Sie suchten ein Schwert, das alle anderen Schwerter an Schönheit und Kostbarkeit überträfe, sagte der Kaufmann.

Den Alten beeindruckte das Gerede der Leute nicht. Was heißt schon ein Löwe zu sein mit einem Schwert? Ich kenne sie alle die Schwertmacher, und ich kenne die Lager, wo sie ihre Schätze horten. Ich selbst war einer der besten dieses Gewerbes. Versteht sich einer von Euch aufs Schachspiel? Das ist ein Kampf edlerer Natur. Und nach einigem Hin und Her nahm Charles die Aufforderung zum Schachspiel an. Keiner der Spieler sprach ein Wort. Wenn mein Herr gewinnt, sagte der Kaufmann, als er bemerkte, es könne für Charles siegreich ausgehn, könnten wir dann erfahren, wo es das kostbarste Schwert in Damaskus gibt? Ja, sagte der Alte, gewinne aber ich, dann zeige ich Euch etwas Kostbareres als ein Schwert.

Der Alte gewann, und als sie ihm folgten, gelangten sie in einen Garten voller seltsamer Pflanzen und Wohlgerüche. Hier, sagte der Alte, und machte die beiden Fremden aufmerksam auf eine Rose, das ist eine Damaszenerrose. Sie waren sprachlos. Sie hatten etwas Großartiges erwartet, etwas, das sie in Erstauen versetzen würde, und nun das, eine einfache Rose.
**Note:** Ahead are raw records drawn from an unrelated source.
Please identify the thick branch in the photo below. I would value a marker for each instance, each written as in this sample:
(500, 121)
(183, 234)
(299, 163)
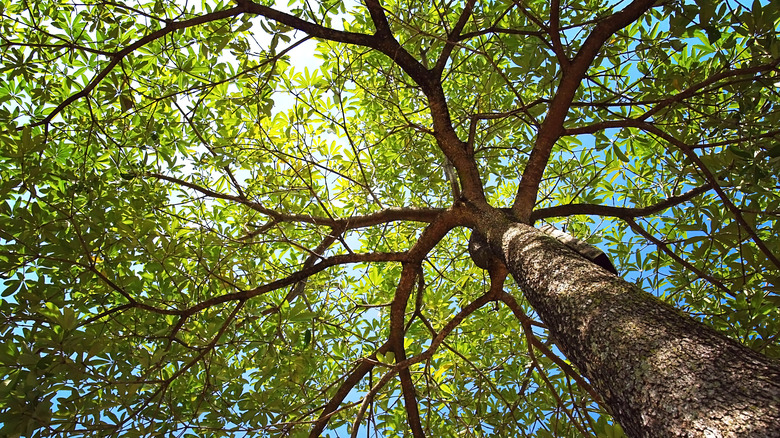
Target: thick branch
(618, 212)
Glaubt mir, diese Rose ist eines der großartigsten Gewächse meines an vielen Pflanzen reichen Gartens. Ein Freund von mir hat sie gezüchtet, ein Weiser, ich möchte sagen, ein Alchemist. Er und diese unscheinbare Rose haben mich verwandelt. Jeder, der sie begreift, wird verwandelt. Ich mache Euch einen Rosenstock zum Geschenk für Euern Herrn. Ihr braucht Euch nicht erklären, ich weiß, woher ihr kommt und welchem König ihr dient. Findet ihm ein Schwert, wo es Euch beliebt, Damaskus ist voll davon, aber diese Rose hier ist einmalig, es gibt sie nur in meinem Garten.

Und sagt Eurem König, er wird erst dann glücklich, wenn er eine Damaszenerrose höher schätzt als ein Damaszenerschwert. Mit diesen Worten und einem Rosenstock machten sich Charles und sein Begleiter, nicht ohne sich tief vor ihrem Gastgeber verneigt zu haben, auf den Weg.

Nachdem mein englischer Gartennarr mir diese Geschichte vorgelesen hatte, sagte er: Ob sie nun stimmt oder nicht, diese Geschichte, wahr ist sie jedenfalls. Nachgewiesen in England ist die Damaszenerrose seit dem 13. Jahrhundert. Mit Richards Flotte könnte sie London erreicht haben. Und hier steht eine Eintragung aus einer andern Quelle. Warten Sie, er nahm seinen Zettelkasten zur Hand, hier steht: Die Damaszenerrose gilt in Zypern als glücksbringend in Liebeshändel.

Das ist doch nicht unwichtig, finden Sie nicht? Sie steht im Ruf, Liebesbande zu knüpfen. Er zwinkerte mir zu, dieser köstliche Engländer, was für die Zyprioten gilt, könnte doch auch für Engländer und Deutsche gelten.